# Some stuff (by Olivier)



## olivierthelord (Aug 15, 2013)

Hi all, 

Here is some of my stuff :




























I hope you will like them


----------



## olivierthelord (Aug 15, 2013)

Thank you very much


----------



## Ernest Scribbler (Feb 17, 2013)

Welcome My Lord.

That's some very inspiring stuff, it makes me think as to what beautiful self penned piano piece the pianist has conjured up, it reminds me of the condition called Synesthesia where an individual's brain is 'wired up' a certain way, that when they play and hear music they can actually see it visually. 

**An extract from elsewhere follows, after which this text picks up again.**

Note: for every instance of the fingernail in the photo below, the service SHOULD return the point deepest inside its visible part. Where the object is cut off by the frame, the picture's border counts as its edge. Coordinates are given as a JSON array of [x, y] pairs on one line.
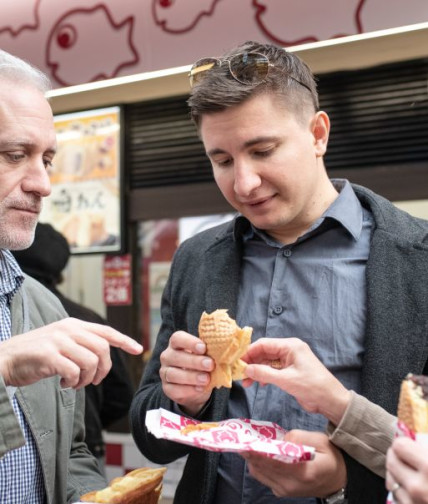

And the stylish dude in the hat is very slick - excellent clothing. What software suite or mixture of, do you use to create these?


----------



## tricky raven (Aug 2, 2013)

Wow! I'm actually speechless which is pretty rare for a raven lol! Not only is your art vibrantly alive, it vibrates at a very high spiritual level too...there's a message for everyone who takes the time to contemplate them.

Thanks for sharing!!


----------



## olivierthelord (Aug 15, 2013)

Thank you very much . Actually I don't draw since many months, but I'm planning to draw again


----------



## desertdogg (Aug 18, 2013)

great stuff. I don't know much about digital art but hope to learn someday. did you spend a lot of time doing the painting of the guy in the hat. thanks. larry


----------



## olivierthelord (Aug 15, 2013)

Hi Larry, 

Thank you for your comment . I spent actually not so much time on the guy with the hat, about 2-3 hours I think.

See you,

Oliver


----------



## bug (Jul 31, 2013)

i can't stop looking at your first piece, it's so entrancing. i have a love for piano's which may make my opinion biased. but i also love the subtle details you put in, like his reflection on the floor and the light on the water in the background. absolutely phenomenal work, i'm in awe


----------



## olivierthelord (Aug 15, 2013)

Thank you very much Bug, I appreciate your comments .


----------



## DavidSanchezArt (Sep 27, 2013)

These are fantastic.great use of color . Love the one with the top hat


----------